Le prostitute possono pagare le tasse

In un Paese in cui le tasse abbondano e nessuno le vuole pagare, c’è una categoria di professioniste che pur di vedere riconosciuto il loro diritto è pronta a scendere in piazza a manifestare. Durante la puntata di ieri de Le Iene, Matteo Viviani ha affrontato ancora una volta il tema della regolamentazione della prostituzione prendendo in esame il caso di Gaia, oggi naturopata con un passato da escort da 1.500 euro a serata.

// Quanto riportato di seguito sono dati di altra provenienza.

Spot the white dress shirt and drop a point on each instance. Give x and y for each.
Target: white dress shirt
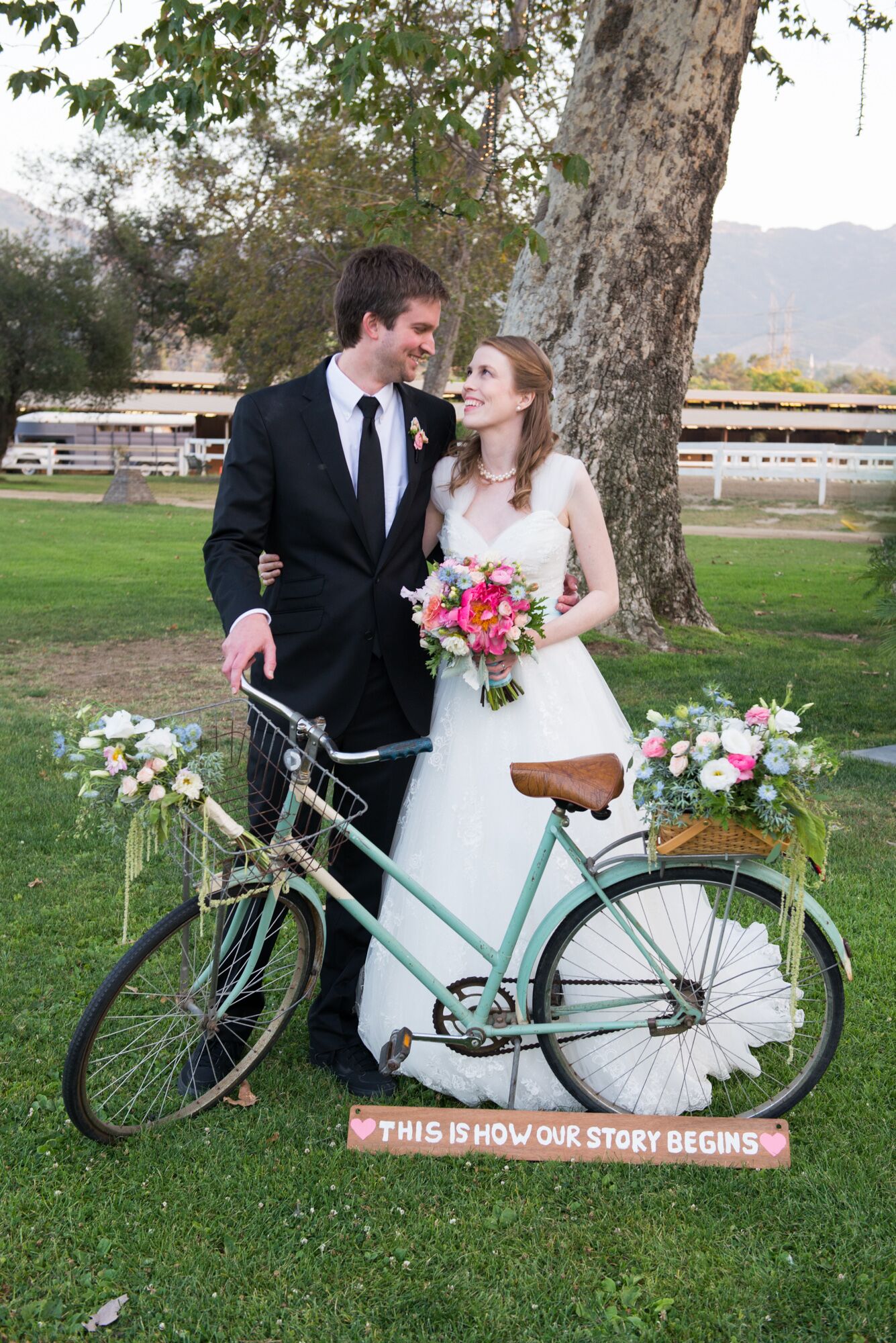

Nei giorni scorsi alla giovane brasiliana figlia di un diplomatico sono arrivate quattro cartelle esattoriali nelle quali lo Stato le chiedeva 50 mila euro in quanto il suo veniva considerato “lavoro autonomo” in quanto svolgeva «tutta una serie di attività strettamente correlate all’attività di prostituta, come massaggi, massaggi sexy, consentiva che il proprio cliente potesse fruire della vasca idromassaggio e accompagnava in giro il proprio cliente» come ha dichiarato il direttore dell’Agenzia delle entrate della Lombardia. Secondo il dirigente, intervistato da Viviani, queste mansioni possono essere qualificate come attività di servizi alla persona altrimenti non classificabili e potrebbero essere tassabili se riconducibili a professioni tipo «massaggiatrice, accompagnatrice e segretaria particolare». Andando a spulciare fra le diverse classificazioni delle attività economiche ATECO, la più consona risulta essere quella della massaggiatrici (Servizi per il benessere fisico), più ambigue risultano essere le descrizioni per le accompagnatrici che si suddividono in accompagnatrice della natura e accompagnatrice turistica, mentre non c’è traccia della “segretaria particolare” citata dal dirigente lombardo. Per ora aprire una partita Iva per le prostitute è ancora un’ impresa ai limiti dell’impossibile, ma presto sarà possibile, se non regolarizzare in generale la loro posizione, almeno definire in modo chiaro la loro posizione amministrativa senza dover utilizzare stratagemmi burocratici…

Jacopo MARCHESANO

Tassare la prostituzione: come?

Per il mestiere più antico del mondo è giusto che, in Italia, si continui a portare avanti una discussione antica quanto il mondo: perché non far pagare le tasse alle prostitute? Recentemente un disegno di legge in materia punta a mettere ordine in questa spinosa questione, tanto che noi di INFOIVA abbiamo pensato di dedicare il focus settimanale a questo annoso dibattito. Ma come stanno, oggi le cose? Come, eventualmente, tassare la prostituzione?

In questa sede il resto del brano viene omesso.